Baker Hughes Inc. (BHI) last week said energy industry spending and drilling activity is contracting in North America as its customers adapt to a market “characterized by lower natural gas and oil prices, scarce commercial credit, ample natural gas supplies and reduced natural gas demand.” The pace of activity contraction, as measured by the rig count, has been faster than any other cyclical contraction post-1986, according to the oil services contractor.

“Our first quarter results for North America reflect the severe contraction in customer spending and activity,” said CEO Chad C. Deaton. “Profit from North America operations was impacted by significantly lower activity levels, severance charges and price deterioration.” Since the beginning of this year BHI has cut about 3,000 jobs worldwide.

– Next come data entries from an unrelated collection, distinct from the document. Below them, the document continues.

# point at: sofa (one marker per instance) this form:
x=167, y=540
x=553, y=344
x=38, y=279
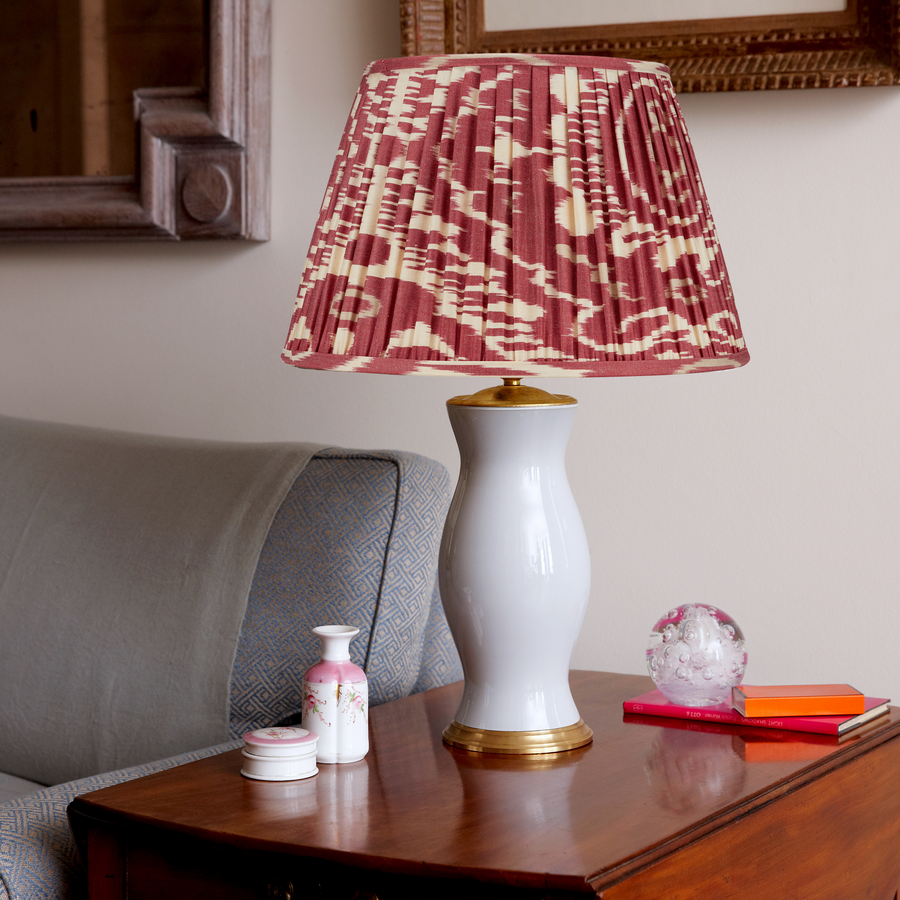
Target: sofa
x=157, y=600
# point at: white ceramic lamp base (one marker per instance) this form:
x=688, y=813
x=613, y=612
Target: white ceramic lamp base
x=515, y=577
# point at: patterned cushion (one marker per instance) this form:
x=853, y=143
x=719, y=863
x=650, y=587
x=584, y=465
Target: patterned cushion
x=38, y=856
x=355, y=542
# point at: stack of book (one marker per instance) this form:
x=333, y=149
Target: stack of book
x=821, y=709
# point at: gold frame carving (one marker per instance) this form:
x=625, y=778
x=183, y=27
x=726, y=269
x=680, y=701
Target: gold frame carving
x=203, y=158
x=857, y=47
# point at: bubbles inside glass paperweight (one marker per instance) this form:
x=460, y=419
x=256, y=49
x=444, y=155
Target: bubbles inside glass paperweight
x=696, y=655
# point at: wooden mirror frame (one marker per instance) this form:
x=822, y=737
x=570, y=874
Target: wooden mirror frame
x=202, y=159
x=856, y=47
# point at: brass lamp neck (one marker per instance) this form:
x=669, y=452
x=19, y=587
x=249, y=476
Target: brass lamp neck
x=512, y=393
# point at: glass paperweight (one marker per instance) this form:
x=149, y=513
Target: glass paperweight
x=696, y=655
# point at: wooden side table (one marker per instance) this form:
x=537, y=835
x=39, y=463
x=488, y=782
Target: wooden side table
x=653, y=808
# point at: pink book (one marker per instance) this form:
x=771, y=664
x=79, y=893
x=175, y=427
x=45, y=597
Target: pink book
x=655, y=704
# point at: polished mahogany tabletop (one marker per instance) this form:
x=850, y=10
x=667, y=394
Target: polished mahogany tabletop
x=573, y=821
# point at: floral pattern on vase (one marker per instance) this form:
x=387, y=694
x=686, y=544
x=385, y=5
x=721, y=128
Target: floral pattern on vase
x=336, y=698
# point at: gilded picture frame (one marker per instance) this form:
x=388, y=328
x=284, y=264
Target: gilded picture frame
x=854, y=47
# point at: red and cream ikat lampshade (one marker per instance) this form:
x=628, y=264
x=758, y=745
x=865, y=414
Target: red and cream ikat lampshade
x=515, y=215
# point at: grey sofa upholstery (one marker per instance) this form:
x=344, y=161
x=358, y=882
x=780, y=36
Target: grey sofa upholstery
x=157, y=598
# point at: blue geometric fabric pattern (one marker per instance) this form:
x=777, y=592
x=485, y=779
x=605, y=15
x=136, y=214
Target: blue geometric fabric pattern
x=355, y=542
x=39, y=858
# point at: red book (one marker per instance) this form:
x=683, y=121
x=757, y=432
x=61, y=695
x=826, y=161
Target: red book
x=655, y=704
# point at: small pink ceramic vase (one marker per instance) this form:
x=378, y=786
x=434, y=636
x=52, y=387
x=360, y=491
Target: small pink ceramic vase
x=336, y=698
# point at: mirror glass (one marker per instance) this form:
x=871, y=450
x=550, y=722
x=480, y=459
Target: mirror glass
x=69, y=68
x=500, y=15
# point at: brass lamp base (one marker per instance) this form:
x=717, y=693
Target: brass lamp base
x=551, y=740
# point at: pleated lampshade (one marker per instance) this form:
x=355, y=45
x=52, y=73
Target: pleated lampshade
x=515, y=215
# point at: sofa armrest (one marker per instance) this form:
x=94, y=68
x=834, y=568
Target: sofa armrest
x=38, y=856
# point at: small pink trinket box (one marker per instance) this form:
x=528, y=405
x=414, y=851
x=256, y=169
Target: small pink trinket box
x=279, y=754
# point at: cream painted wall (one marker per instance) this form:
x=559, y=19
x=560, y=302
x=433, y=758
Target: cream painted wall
x=772, y=491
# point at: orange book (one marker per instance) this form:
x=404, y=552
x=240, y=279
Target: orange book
x=797, y=700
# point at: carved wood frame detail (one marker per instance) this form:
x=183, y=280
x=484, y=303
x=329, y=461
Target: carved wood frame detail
x=203, y=159
x=859, y=46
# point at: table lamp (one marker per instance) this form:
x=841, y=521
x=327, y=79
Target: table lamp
x=515, y=216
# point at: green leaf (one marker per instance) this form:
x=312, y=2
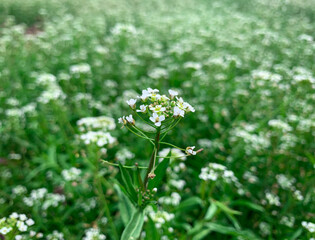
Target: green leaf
x=211, y=211
x=189, y=204
x=296, y=234
x=249, y=205
x=128, y=183
x=125, y=206
x=151, y=231
x=248, y=235
x=197, y=227
x=202, y=234
x=222, y=229
x=159, y=173
x=134, y=227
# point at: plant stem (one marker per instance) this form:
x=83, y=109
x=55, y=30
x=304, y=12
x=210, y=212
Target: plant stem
x=153, y=157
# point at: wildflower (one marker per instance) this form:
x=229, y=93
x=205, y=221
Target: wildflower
x=14, y=215
x=164, y=98
x=132, y=103
x=309, y=226
x=178, y=112
x=145, y=95
x=157, y=119
x=122, y=120
x=130, y=119
x=30, y=222
x=21, y=226
x=71, y=174
x=22, y=217
x=143, y=108
x=190, y=150
x=158, y=109
x=172, y=93
x=5, y=230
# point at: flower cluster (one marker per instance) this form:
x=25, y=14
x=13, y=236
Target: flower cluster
x=93, y=234
x=15, y=225
x=44, y=199
x=158, y=108
x=160, y=217
x=95, y=130
x=309, y=226
x=72, y=174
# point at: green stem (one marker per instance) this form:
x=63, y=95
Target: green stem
x=153, y=157
x=116, y=165
x=101, y=195
x=165, y=143
x=170, y=128
x=138, y=134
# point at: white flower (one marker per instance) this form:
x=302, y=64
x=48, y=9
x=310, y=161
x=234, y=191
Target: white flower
x=164, y=98
x=23, y=217
x=188, y=107
x=150, y=90
x=21, y=226
x=130, y=119
x=5, y=230
x=172, y=93
x=178, y=112
x=190, y=150
x=143, y=108
x=122, y=120
x=132, y=103
x=14, y=215
x=157, y=119
x=145, y=95
x=158, y=109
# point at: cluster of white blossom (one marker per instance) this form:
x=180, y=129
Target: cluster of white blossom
x=287, y=183
x=253, y=141
x=18, y=190
x=95, y=130
x=284, y=181
x=159, y=108
x=92, y=123
x=309, y=226
x=281, y=125
x=175, y=154
x=123, y=154
x=55, y=235
x=16, y=224
x=287, y=221
x=72, y=174
x=172, y=200
x=215, y=171
x=82, y=68
x=272, y=199
x=121, y=28
x=53, y=90
x=93, y=234
x=159, y=217
x=43, y=198
x=101, y=138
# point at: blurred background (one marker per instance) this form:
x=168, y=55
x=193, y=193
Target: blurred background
x=246, y=66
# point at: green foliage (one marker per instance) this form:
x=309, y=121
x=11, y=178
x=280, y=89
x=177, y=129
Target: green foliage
x=134, y=227
x=246, y=66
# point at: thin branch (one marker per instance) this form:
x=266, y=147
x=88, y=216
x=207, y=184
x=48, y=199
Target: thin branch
x=116, y=165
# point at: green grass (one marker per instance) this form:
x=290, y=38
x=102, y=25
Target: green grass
x=254, y=63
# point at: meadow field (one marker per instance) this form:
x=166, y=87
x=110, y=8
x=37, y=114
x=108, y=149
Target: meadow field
x=69, y=169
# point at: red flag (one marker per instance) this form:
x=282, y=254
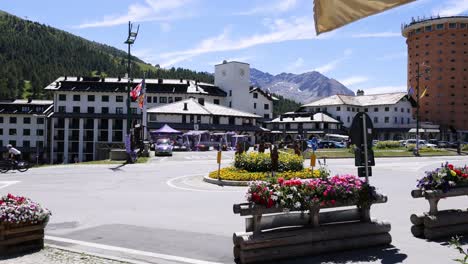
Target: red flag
x=141, y=101
x=137, y=91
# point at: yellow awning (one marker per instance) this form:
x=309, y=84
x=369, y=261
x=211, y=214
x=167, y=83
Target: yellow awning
x=332, y=14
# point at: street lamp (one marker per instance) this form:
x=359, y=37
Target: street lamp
x=418, y=75
x=130, y=41
x=45, y=137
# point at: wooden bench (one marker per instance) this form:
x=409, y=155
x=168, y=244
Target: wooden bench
x=438, y=224
x=275, y=233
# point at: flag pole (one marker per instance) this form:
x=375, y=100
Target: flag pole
x=145, y=116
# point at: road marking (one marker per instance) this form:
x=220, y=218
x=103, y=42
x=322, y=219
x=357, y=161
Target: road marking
x=130, y=251
x=4, y=184
x=171, y=184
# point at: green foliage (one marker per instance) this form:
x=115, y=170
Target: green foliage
x=387, y=144
x=455, y=242
x=261, y=162
x=283, y=105
x=30, y=51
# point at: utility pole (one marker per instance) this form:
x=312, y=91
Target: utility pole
x=417, y=110
x=130, y=41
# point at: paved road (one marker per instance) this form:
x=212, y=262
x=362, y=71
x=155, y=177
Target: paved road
x=162, y=211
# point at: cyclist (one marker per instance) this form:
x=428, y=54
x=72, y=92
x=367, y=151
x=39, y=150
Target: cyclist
x=13, y=153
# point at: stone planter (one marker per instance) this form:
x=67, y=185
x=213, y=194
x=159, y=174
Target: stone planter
x=438, y=224
x=21, y=238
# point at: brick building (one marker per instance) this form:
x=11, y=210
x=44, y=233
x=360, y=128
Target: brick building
x=439, y=47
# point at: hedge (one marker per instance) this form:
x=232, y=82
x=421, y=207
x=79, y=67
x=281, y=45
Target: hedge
x=233, y=174
x=261, y=162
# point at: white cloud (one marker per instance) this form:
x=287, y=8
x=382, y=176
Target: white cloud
x=377, y=35
x=385, y=89
x=280, y=6
x=452, y=8
x=295, y=65
x=353, y=80
x=330, y=66
x=239, y=59
x=152, y=10
x=280, y=31
x=393, y=56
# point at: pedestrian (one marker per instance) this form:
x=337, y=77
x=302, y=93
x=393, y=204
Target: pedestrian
x=13, y=153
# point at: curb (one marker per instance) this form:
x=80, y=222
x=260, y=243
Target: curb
x=103, y=256
x=225, y=182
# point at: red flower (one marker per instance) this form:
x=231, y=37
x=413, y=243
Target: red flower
x=280, y=181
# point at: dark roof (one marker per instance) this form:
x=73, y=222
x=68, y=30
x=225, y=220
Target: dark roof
x=210, y=127
x=269, y=96
x=118, y=85
x=26, y=107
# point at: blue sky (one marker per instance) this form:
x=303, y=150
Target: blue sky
x=272, y=35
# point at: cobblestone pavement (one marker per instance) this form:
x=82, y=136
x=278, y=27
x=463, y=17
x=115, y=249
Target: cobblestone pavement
x=57, y=256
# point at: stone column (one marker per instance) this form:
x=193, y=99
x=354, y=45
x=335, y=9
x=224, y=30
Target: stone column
x=65, y=139
x=95, y=136
x=80, y=139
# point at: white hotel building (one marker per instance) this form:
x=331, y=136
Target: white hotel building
x=90, y=113
x=390, y=113
x=23, y=124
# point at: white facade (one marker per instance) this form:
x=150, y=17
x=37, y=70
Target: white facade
x=390, y=113
x=24, y=124
x=234, y=79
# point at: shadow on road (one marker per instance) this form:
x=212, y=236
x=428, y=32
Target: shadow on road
x=384, y=255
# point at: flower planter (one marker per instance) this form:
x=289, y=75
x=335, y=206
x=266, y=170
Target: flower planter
x=439, y=224
x=21, y=238
x=274, y=232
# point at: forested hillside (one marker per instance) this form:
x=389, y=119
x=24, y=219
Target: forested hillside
x=33, y=55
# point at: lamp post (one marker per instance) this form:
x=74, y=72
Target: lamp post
x=130, y=41
x=45, y=137
x=418, y=75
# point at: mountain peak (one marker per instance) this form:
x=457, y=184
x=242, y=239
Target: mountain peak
x=303, y=87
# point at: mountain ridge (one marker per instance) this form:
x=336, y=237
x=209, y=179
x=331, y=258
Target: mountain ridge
x=303, y=88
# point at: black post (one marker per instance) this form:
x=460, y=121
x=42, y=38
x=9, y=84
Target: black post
x=417, y=110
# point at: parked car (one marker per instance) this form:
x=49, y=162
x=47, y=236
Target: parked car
x=422, y=143
x=330, y=144
x=163, y=146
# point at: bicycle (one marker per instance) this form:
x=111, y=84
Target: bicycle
x=6, y=165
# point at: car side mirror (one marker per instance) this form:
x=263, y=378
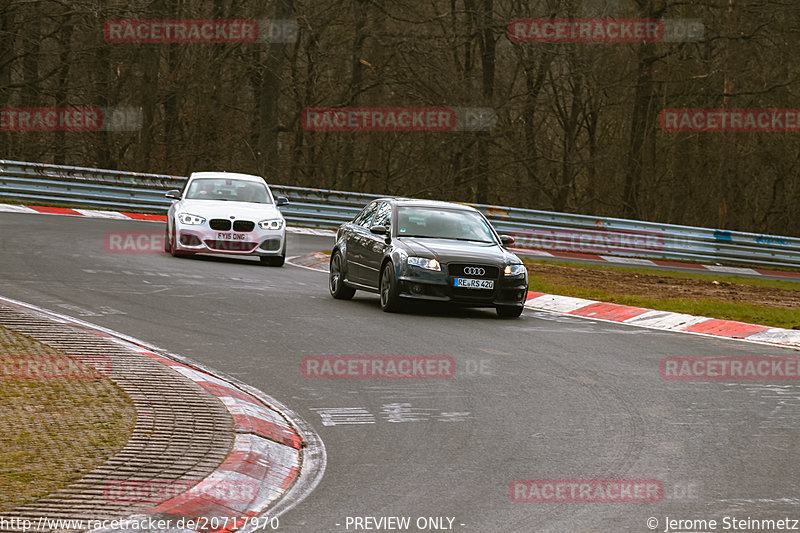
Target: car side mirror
x=379, y=230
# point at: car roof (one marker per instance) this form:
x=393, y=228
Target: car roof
x=227, y=176
x=413, y=202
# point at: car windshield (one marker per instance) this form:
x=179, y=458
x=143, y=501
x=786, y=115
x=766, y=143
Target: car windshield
x=442, y=223
x=228, y=189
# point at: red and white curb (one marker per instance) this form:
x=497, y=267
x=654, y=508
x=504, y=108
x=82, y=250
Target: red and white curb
x=119, y=215
x=662, y=320
x=633, y=261
x=281, y=461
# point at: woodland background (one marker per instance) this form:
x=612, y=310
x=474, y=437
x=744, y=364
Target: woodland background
x=577, y=127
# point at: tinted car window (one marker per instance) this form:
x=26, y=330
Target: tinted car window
x=227, y=189
x=439, y=223
x=383, y=216
x=365, y=216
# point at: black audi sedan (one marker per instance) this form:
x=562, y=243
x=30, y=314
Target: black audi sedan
x=407, y=249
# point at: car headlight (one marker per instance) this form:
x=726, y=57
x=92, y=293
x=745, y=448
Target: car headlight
x=422, y=262
x=273, y=223
x=190, y=220
x=514, y=270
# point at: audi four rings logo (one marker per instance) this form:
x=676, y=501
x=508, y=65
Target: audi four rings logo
x=474, y=271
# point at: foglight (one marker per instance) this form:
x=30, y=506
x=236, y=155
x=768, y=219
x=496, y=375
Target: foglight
x=273, y=223
x=190, y=220
x=422, y=262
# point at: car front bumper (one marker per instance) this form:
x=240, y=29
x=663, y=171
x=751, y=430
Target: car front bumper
x=259, y=242
x=438, y=286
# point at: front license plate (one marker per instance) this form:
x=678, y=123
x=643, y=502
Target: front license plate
x=231, y=236
x=467, y=283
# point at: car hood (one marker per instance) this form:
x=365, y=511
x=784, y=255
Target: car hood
x=223, y=209
x=450, y=251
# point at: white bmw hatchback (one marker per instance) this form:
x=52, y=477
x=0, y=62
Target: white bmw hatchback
x=226, y=213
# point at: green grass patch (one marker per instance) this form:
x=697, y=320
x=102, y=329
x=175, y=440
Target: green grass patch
x=767, y=316
x=740, y=280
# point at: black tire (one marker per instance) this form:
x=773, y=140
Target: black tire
x=167, y=243
x=390, y=296
x=172, y=249
x=275, y=260
x=336, y=285
x=509, y=311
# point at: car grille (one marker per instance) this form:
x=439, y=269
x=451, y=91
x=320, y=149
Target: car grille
x=230, y=246
x=220, y=224
x=457, y=270
x=243, y=225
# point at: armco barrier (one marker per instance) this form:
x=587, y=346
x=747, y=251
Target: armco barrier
x=37, y=183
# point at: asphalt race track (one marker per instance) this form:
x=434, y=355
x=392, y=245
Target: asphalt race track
x=542, y=397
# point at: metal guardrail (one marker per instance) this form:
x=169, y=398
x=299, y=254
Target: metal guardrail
x=321, y=208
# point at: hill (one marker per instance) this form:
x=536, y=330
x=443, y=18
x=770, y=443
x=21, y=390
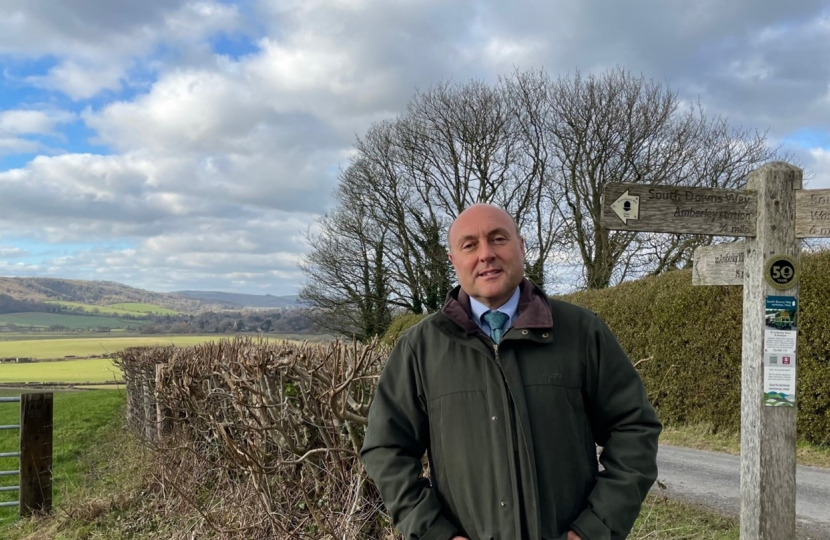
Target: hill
x=243, y=300
x=98, y=293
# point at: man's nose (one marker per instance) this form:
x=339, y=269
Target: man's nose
x=486, y=253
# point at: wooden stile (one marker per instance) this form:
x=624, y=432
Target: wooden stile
x=36, y=413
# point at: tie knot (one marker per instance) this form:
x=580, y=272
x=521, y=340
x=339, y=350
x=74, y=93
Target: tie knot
x=495, y=319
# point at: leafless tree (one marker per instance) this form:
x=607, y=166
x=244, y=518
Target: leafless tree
x=540, y=148
x=347, y=290
x=616, y=127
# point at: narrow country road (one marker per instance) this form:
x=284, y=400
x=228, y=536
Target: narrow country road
x=713, y=480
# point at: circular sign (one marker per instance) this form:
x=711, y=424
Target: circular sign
x=781, y=272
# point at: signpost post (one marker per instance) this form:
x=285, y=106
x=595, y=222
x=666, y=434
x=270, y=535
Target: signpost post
x=773, y=213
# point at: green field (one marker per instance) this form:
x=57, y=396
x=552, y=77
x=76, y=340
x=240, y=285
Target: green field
x=86, y=347
x=80, y=418
x=74, y=322
x=136, y=308
x=94, y=370
x=126, y=308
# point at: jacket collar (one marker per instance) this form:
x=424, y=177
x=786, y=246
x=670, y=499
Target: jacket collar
x=534, y=310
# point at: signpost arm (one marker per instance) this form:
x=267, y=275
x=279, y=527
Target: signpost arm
x=768, y=434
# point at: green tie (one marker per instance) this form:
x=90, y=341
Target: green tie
x=495, y=320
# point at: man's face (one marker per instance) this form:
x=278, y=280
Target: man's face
x=487, y=253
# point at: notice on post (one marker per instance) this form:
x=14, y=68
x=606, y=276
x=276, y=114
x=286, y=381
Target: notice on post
x=779, y=380
x=780, y=333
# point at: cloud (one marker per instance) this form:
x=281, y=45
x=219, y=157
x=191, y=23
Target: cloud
x=96, y=43
x=18, y=122
x=219, y=162
x=8, y=252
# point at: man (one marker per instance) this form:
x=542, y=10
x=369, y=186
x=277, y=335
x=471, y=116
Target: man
x=510, y=407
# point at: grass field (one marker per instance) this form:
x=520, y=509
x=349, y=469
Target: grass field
x=93, y=370
x=99, y=493
x=86, y=347
x=79, y=420
x=127, y=308
x=41, y=335
x=141, y=309
x=74, y=322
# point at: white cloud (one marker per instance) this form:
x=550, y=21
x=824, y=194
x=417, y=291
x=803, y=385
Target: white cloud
x=17, y=121
x=220, y=161
x=96, y=43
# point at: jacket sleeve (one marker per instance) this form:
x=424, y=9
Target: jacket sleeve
x=626, y=426
x=396, y=438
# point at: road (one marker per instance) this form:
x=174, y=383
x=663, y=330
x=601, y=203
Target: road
x=713, y=480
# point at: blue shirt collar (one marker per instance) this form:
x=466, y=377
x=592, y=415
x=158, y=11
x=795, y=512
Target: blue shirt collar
x=509, y=308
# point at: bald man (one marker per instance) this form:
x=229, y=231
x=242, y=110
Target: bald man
x=509, y=392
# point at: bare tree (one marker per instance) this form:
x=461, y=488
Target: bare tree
x=616, y=127
x=543, y=150
x=348, y=287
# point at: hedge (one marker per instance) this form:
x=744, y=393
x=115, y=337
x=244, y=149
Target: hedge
x=690, y=338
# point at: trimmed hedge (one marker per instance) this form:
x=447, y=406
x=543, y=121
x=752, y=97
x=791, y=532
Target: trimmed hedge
x=398, y=325
x=692, y=336
x=691, y=339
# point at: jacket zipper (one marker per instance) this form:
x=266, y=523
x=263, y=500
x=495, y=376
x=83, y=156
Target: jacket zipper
x=514, y=442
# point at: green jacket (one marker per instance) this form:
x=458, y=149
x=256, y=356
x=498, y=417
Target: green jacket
x=511, y=428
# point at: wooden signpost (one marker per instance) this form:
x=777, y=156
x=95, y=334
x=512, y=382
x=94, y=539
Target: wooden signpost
x=722, y=264
x=772, y=213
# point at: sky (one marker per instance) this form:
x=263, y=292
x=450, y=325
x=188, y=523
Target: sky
x=175, y=145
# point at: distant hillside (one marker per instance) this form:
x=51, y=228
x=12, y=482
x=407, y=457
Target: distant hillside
x=242, y=300
x=99, y=293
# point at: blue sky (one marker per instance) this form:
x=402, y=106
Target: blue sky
x=175, y=145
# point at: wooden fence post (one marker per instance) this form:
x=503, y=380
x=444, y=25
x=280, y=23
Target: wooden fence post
x=149, y=430
x=768, y=434
x=35, y=453
x=163, y=420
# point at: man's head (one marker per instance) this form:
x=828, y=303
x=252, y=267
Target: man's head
x=487, y=253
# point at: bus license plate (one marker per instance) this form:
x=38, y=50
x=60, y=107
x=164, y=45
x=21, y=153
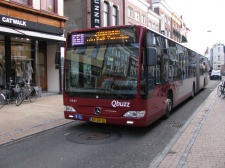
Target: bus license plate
x=98, y=120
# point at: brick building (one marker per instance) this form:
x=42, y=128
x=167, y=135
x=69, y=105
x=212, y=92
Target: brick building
x=29, y=34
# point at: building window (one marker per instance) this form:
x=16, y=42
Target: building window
x=24, y=2
x=2, y=61
x=49, y=5
x=143, y=18
x=149, y=23
x=137, y=16
x=130, y=12
x=106, y=14
x=115, y=15
x=169, y=21
x=157, y=27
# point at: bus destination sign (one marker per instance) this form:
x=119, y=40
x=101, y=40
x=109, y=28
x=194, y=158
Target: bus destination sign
x=103, y=37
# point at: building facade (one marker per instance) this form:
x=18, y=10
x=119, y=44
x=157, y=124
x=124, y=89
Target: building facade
x=30, y=31
x=217, y=54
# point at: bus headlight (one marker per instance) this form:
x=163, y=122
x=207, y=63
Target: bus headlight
x=70, y=109
x=135, y=114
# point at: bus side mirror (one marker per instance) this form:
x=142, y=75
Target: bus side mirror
x=151, y=59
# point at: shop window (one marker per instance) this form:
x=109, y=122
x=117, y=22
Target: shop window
x=106, y=14
x=24, y=2
x=21, y=61
x=49, y=5
x=115, y=15
x=2, y=62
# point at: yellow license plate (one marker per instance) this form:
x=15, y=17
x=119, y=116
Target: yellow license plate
x=98, y=120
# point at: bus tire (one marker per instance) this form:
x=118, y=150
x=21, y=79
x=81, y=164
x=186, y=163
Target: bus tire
x=169, y=106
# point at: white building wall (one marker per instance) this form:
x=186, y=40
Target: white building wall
x=60, y=8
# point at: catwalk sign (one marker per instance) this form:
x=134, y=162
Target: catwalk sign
x=95, y=13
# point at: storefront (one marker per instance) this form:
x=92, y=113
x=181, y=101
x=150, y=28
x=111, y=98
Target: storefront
x=27, y=52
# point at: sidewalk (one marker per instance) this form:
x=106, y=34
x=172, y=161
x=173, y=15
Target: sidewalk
x=201, y=142
x=30, y=118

“Looking forward, the fundamentals that drive our outlook are essentially unchanged,” Deaton said. “We expect customer activity in North America to continue to decline, and see little chance of a recovery before the end of the year. Internationally, oil prices and the strength of the global economy remain the most critical factors for determining international spending and activity.”

During a conference call last Wednesday, Deaton said BHI is forecasting more weakness in North American drilling as advanced technology improves domestic gas production.

“The industry may be able to sustain production with far less rigs,” Deaton said. Ample gas supplies could suppress North American gas drilling “for several quarters.”

Last month Halliburton reported that steep declines in North American drilling activity, especially in the Rocky Mountains, Permian Basin and Midcontinent, depressed earnings and forced a 12% reduction to its North American workforce (see NGI, April 27). Schlumberger Ltd.’s profits were down 28% in the quarter.

The North American gas/oil rig count, which stood at around 1,020 in late April, is forecast to average around 950 rigs in 2Q2009 based on BHI’s projections, said Deaton. Internationally more oil projects will move forward only if prices rebound to around $70/bbl, he said. “If oil prices continue to trade near the $50 range, we’ll continue to see a slow decline in international activity.”

To reduce North American operating costs, BHI has undertaken “workforce reductions, facility consolidations and other cost control measures,” said the CEO. “Our financial strength allows us to continue our program of expanding our international infrastructure. Baker Hughes will exit this cycle as a stronger competitor, so we are continuing our investment in infrastructure, research and development, and training.”

BHI’s North American completion and production (C&P) segment revenue increased 8% in 1Q2009 from a year ago, but its drilling and evaluation (D&E) product line segment revenue plunged 24%, as its North America rig count decreased 27%. C&P segment revenue fell 15% sequentially in 1Q2009 from 4Q2008; D&E dropped 33%. From the last three months of 2008 through the first three months of 2009, BHI said its North America rig count slumped 28%.

The Houston-based company said 1Q2009 net income was $195 million (63 cents/share), down from $395 million ($1.27) a year earlier. Revenue was flat at $2.67 billion.

Baker Hughes, which has cut about 3,000 jobs in two rounds of layoffs this year, said net income was hit by about $54 million in pretax costs associated with employee severance. The company also said it set aside $29 million as an allowance for “doubtful accounts.”